I want you to imagine how you would feel about photography if you weren’t able to see, or if the quality of your eyesight was so poor that you could only see a small fraction of the world in front of you? I am pretty sure many of us would be horrified by the prospect. I think I would go so far as to say that most of us take our eyesight for granted when it comes to photography and that we would question the point of making a photograph of something we cannot see? After all, isn’t eyesight the most important tool we have?
And yet, for Ian Treherne, a photographer who is both blind and deaf, it isn’t his eyesight which is a tool but rather photography itself.
Ian was born with the eye condition RP Type 2 Usher Syndrome and at the age of 15 he was told that he was going to go blind.
From a young age Ian had always been a creative person.

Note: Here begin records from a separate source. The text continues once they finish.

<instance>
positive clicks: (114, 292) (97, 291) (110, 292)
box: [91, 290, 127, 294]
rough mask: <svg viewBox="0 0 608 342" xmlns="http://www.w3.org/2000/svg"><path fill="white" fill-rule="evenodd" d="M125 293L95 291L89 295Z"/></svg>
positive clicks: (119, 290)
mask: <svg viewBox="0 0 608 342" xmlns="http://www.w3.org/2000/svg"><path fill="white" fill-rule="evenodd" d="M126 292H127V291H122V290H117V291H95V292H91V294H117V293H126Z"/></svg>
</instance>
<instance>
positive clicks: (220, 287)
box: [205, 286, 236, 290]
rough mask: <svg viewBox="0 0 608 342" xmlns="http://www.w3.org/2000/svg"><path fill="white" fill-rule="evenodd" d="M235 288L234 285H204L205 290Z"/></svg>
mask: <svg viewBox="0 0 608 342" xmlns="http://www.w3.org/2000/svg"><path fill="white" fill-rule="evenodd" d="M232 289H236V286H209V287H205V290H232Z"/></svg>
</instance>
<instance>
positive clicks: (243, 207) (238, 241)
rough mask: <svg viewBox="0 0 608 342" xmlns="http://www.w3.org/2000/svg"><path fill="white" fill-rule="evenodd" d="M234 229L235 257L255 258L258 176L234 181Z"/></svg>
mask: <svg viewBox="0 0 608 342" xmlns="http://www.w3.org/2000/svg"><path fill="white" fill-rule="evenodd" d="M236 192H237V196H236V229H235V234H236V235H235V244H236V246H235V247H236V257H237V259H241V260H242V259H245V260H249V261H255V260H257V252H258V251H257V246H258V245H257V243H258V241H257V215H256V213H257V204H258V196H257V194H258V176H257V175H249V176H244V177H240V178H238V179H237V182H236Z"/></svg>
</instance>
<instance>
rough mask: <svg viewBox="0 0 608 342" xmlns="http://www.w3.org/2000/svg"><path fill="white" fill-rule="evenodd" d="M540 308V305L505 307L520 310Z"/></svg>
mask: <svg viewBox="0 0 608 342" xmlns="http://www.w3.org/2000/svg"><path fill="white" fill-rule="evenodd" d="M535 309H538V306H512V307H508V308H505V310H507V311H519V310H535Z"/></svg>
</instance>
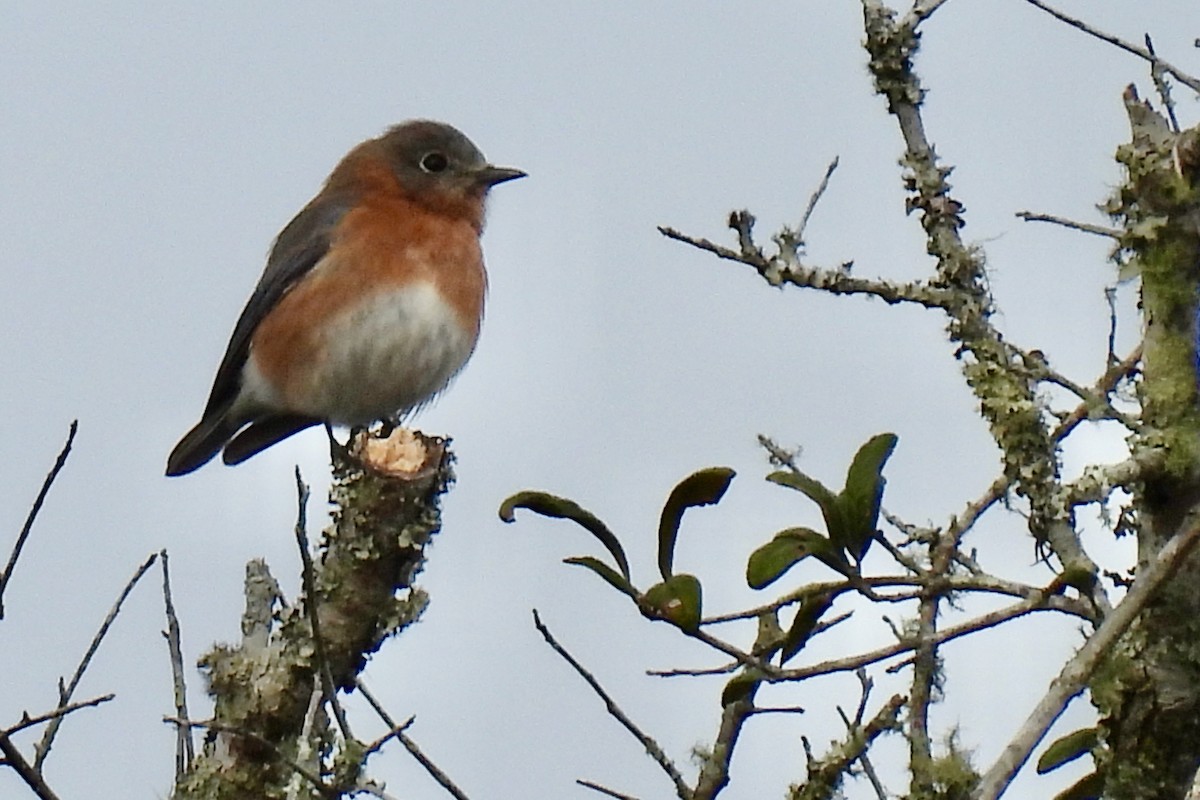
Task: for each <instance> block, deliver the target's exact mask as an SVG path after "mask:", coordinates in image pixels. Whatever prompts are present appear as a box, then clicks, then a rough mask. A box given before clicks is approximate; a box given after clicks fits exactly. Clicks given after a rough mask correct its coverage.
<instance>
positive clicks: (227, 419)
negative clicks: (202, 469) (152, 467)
mask: <svg viewBox="0 0 1200 800" xmlns="http://www.w3.org/2000/svg"><path fill="white" fill-rule="evenodd" d="M239 427H241V426H235V425H232V423H230V422H229V419H228V415H226V414H215V415H212V416H209V415H205V416H204V419H203V420H200V421H199V422H198V423H197V425H196V427H194V428H192V429H191V431H188V432H187V433H186V434H185V435H184V438H182V439H180V440H179V444H178V445H175V449H174V450H172V451H170V456H168V457H167V475H168V476H169V477H174V476H176V475H187V474H188V473H191V471H193V470H197V469H199V468H200V467H203V465H204V464H206V463H209V462H210V461H212V458H214V457H215V456H216V455H217V453H218V452H221V449H222V447H224V446H226V443H227V441H229V439H232V438H233V435H234V434H235V433H238V428H239Z"/></svg>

The isolation that he experienced as a result of profound deafness, lead him to take up drawing and painting. Eventually his creativity led him to discover “the mechanical box called a camera.” With the news about his impending blindness, Ian felt a sense of urgency to see as much as possible, photographing and collecting as many images and memories as possible before the “curtains were drawn permanently.”
Most of Ian’s images are black and white and the inspiration for his photography comes from cinema, music and literature.
If you were to ask Ian what photography means to him he would say that it is “about many ideas in one moment being captured. Light, texture, materials and atmosphere all play a pivotal role to create the final image.”
For Ian though his photography isn’t just about the images, it is far more than that. Through his photography Ian is playing an important role in reducing the stigma which is still associated with disabilities, something which he experienced whilst growing and which made him hide his blindness for many years out of shame.
Ian feels that things have improved, the Paralympics and conversations via the internet having empowered a positive start in image diversity representation in the media, sports and entertainment.
Ian is an ambassador for Sense UK and collaborates with the newly formed UK organisation Zebedee Talent, a specialist casting agency for children and adults whose aim is to change the way that people with diverse disabilities or challenges are represented in fashion and the wider media. For Ian “This is not to do with vanity, simply demanding our place of acknowledgement and existence in the world as people.”